The Klinger Oscillator | Indicator Series

The Klinger volume oscillator (KVO) was developed by Stephen Klinger who has been in the securities industry since 1985.  The Klinger oscillator’s purpose is to predict price reversals by comparing volume to price.  

The oscillator takes the difference of two moving averages or, in this case, exponential moving averages (EMA).  Shorter moving averages, the lower amount of periods, show more recent price data.  The longer moving averages, the higher amount of periods, shows price data further in the past.

Trend Direction

When the shorter-term EMA is a greater value than the longer-term EMA, this makes the oscillator above zero and signifies the price is in an uptrend.  When the longer-term EMA is a greater value than the shorter-term EMA, this makes the oscillator below zero and signifies a price downtrend. (Click this link to access an economic calendar for your trading strategies)

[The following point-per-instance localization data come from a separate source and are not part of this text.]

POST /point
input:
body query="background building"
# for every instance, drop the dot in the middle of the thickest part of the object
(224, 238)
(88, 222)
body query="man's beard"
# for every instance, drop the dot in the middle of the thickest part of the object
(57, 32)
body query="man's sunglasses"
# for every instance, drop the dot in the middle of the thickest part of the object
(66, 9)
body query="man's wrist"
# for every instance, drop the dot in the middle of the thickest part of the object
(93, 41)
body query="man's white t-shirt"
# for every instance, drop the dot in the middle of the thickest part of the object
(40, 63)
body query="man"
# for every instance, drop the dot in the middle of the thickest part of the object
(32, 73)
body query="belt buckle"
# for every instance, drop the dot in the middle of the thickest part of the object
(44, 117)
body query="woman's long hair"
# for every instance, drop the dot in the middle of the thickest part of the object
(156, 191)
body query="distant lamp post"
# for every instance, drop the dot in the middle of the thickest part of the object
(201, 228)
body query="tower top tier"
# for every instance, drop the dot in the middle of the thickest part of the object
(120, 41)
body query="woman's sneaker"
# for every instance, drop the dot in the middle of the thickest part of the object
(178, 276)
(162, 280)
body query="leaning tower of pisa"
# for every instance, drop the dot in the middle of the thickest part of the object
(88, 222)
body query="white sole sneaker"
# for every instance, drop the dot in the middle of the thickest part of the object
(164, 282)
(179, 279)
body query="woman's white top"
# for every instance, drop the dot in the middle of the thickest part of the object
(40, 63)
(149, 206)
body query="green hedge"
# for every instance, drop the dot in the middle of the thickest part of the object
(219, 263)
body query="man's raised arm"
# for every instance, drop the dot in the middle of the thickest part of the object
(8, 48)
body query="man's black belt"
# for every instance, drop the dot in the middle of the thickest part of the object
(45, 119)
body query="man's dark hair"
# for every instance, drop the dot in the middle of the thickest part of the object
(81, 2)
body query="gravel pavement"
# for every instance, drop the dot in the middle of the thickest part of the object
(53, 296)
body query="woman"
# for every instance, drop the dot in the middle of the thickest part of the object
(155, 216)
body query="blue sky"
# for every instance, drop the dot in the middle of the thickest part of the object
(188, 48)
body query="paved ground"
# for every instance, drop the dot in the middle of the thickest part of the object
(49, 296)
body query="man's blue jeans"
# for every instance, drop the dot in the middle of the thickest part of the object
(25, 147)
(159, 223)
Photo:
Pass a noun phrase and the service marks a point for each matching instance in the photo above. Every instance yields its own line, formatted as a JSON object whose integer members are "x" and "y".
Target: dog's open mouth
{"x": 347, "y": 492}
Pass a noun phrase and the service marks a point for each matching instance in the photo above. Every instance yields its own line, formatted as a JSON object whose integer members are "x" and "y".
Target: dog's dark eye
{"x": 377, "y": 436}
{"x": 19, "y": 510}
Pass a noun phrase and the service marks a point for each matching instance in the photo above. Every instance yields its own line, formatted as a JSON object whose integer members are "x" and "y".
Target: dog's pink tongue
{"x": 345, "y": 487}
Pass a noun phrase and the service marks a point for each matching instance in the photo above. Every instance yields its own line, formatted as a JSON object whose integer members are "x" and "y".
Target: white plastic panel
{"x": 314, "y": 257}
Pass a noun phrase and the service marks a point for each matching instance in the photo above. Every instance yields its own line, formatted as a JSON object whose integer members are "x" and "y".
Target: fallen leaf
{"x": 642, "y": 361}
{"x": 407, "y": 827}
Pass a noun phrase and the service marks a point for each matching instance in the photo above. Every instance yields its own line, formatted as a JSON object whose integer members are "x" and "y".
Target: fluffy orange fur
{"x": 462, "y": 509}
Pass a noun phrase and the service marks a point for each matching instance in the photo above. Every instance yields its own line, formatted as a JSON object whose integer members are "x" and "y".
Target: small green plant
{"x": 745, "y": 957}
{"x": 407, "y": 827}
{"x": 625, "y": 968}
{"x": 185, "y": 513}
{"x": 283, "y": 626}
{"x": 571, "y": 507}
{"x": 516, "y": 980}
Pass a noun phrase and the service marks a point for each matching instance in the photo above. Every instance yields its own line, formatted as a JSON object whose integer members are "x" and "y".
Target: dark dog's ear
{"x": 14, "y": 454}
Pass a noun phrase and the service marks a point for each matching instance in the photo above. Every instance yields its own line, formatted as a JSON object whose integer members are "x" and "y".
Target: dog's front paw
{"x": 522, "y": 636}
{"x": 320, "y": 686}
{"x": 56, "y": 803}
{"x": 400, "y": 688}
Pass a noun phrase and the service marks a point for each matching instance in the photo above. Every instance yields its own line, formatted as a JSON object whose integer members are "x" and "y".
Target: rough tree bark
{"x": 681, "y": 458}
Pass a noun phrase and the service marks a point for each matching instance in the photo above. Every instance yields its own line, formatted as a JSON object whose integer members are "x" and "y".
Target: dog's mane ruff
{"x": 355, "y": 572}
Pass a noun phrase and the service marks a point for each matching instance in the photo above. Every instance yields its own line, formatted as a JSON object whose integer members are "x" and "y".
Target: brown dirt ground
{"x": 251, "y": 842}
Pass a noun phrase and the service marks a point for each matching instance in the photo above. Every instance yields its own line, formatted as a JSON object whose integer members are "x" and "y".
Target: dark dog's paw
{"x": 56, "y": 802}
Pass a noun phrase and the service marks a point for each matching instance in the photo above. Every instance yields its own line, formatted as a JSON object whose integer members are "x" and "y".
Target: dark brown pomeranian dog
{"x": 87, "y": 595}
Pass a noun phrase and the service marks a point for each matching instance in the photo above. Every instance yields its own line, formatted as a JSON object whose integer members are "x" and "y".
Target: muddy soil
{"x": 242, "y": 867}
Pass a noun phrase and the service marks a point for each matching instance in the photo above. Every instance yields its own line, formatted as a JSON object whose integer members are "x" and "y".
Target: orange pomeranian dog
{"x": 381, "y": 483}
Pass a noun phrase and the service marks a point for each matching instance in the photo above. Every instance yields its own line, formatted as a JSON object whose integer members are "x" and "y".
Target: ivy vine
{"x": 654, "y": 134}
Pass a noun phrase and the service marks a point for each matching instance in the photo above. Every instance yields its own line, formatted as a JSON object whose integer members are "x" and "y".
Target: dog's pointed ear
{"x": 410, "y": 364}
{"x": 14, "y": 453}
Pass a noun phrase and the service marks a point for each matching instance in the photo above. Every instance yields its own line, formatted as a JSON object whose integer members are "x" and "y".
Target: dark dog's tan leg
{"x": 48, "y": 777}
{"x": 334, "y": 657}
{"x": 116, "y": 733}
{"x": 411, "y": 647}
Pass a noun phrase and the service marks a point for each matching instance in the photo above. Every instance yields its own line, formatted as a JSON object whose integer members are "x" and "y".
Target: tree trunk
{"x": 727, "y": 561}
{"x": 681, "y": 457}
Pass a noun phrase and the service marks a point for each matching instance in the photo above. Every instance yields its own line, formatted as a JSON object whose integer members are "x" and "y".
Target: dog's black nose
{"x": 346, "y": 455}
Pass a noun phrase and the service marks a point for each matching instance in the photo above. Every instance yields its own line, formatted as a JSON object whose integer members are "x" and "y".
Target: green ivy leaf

The Klinger Oscillator | Indicator Series Click To Tweet

This type of indication is a close relative to how the Moving Average Convergence Divergence (MACD) signifies trend and price direction. 

Buy And Sell Trading Signals

There is an even shorter-term, 13-period EMA, called the signal line, which is added in addition to the other two EMAs.  

When the signal line crosses the KVO indicator line, while the KVO is in the uptrend direction, this indicates a signal to buy.

When the signal line crosses the KVO indicator line, while the KVO is in the downtrend direction, this indicates a signal to sell.